Babesiosis and Splenic Infarction: A Rare Combination

Andrew Rettew, DO*; Bilal Shaikh, DO; Asad Jehangir, MD and Kyle M Bennett, DO, Reading Health System, West Reading, PA

Meeting: Hospital Medicine 2016, March 6-9, San Diego, Calif.

Abstract number: 762

Categories: Adult, Clinical Vignettes Abstracts

Case Presentation: A 61-year-old male farmer presented to the emergency department with dyspnea and left upper quadrant abdominal pain of 3 days duration. He also noted fevers, chills, and night sweats. He recollected removing multiple ticks recently. He was febrile at 38.3ºC. Laboratory abnormalities included transaminitis and pancytopenia. Review of a peripheral blood smear revealed intraerythrocytic inclusions consistent with babesiosis.  Computed tomography of the abdomen identified multiple small splenic infarcts, while imaging of the chest was unrevealing. Given the splenic involvement he was started on clindamycin and quinine for severe infection. Over the ensuing 72 hours the patient’s laboratory abnormalities stabilized, he defervesced, and his abdominal pain improved.

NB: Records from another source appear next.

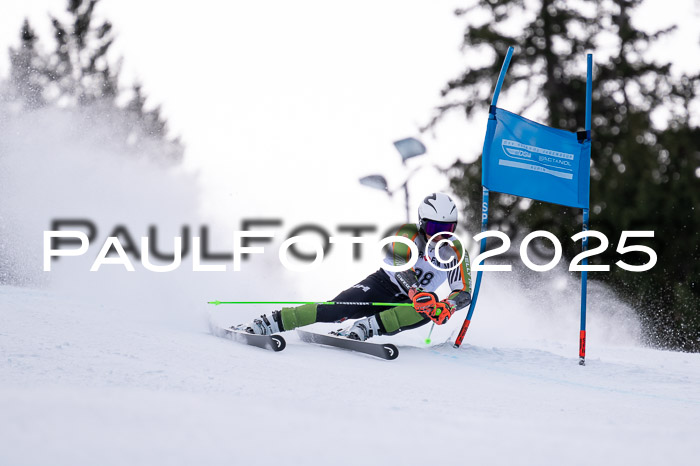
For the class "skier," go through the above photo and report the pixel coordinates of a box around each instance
[234,193,471,341]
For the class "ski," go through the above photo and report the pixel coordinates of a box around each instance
[209,323,287,351]
[297,329,399,360]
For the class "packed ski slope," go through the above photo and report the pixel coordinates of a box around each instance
[0,278,700,465]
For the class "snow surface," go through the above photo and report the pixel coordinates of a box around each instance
[0,278,700,465]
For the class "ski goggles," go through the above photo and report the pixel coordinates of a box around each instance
[423,219,457,238]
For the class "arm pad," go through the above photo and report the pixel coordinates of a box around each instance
[395,269,418,294]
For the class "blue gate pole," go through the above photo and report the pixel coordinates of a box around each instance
[578,53,593,366]
[454,47,513,348]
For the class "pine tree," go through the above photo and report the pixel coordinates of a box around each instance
[6,0,184,165]
[431,0,700,351]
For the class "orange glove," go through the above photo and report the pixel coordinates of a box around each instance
[428,299,455,325]
[408,288,437,314]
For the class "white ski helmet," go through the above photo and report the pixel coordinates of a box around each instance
[418,193,457,237]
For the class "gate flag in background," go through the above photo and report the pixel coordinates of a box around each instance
[454,47,593,365]
[482,107,591,209]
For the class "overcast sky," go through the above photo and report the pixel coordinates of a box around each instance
[0,0,700,235]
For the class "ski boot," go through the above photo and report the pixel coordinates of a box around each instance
[331,315,381,341]
[234,311,284,335]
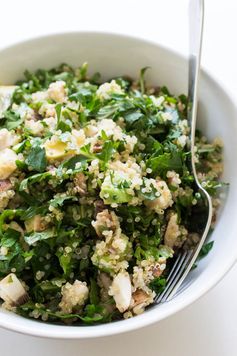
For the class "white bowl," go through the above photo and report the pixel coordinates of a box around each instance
[0,33,237,339]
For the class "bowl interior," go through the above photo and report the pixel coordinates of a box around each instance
[0,33,237,338]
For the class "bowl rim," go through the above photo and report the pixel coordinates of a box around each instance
[0,31,237,339]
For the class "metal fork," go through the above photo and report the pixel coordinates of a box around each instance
[155,0,212,303]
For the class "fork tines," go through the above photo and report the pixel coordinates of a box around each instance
[155,250,194,303]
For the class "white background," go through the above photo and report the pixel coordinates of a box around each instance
[0,0,237,356]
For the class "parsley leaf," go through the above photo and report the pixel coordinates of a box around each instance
[4,110,23,131]
[26,146,47,172]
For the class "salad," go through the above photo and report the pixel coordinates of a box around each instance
[0,64,222,324]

Discussion: Babesiosis has become an increasingly recognized tick-borne infection of the mid-Atlantic region over the past several years. Typical presenting symptoms are often non-specific and include fatigue, malaise, fevers, and chills. In rare instances acute respiratory distress syndrome (ARDS), disseminated intravascular coagulation (DIC), and splenic infarction can occur. Splenic infarction, though an oft reported complication of malaria, has been reported infrequently in the literature in association with babesiosis. A physician must have an understanding of local epidemiologic patterns in relation to tick-borne illnesses to know when to consider them as diagnostic possibilities. Prompt recognition of babesiosis and its potential complications allows for initiation of therapy with decreased morbidity and mortality.

Conclusions: Once predominantly isolated to New England geography, babesiosis has become prominent in other areas of the eastern United States. This should prompt consideration in patients who present with non-specific summertime febrile illnesses and elevated transaminases, thrombocytopenia, leukopenia, and/or anemia. It is also important to recognize the rare, yet significant accompanying features such as splenic infarction, ARDS, and DIC as early initiation of treatment will significantly improve outcomes.

To cite this abstract:

Rettew A, Shaikh B, Jehangir A, Bennett KM. Babesiosis and Splenic Infarction: A Rare Combination. Abstract published at Hospital Medicine 2016, March 6-9, San Diego, Calif. Abstract 762. Journal of Hospital Medicine. 2016; 11 (suppl 1). Accessed March 30, 2020.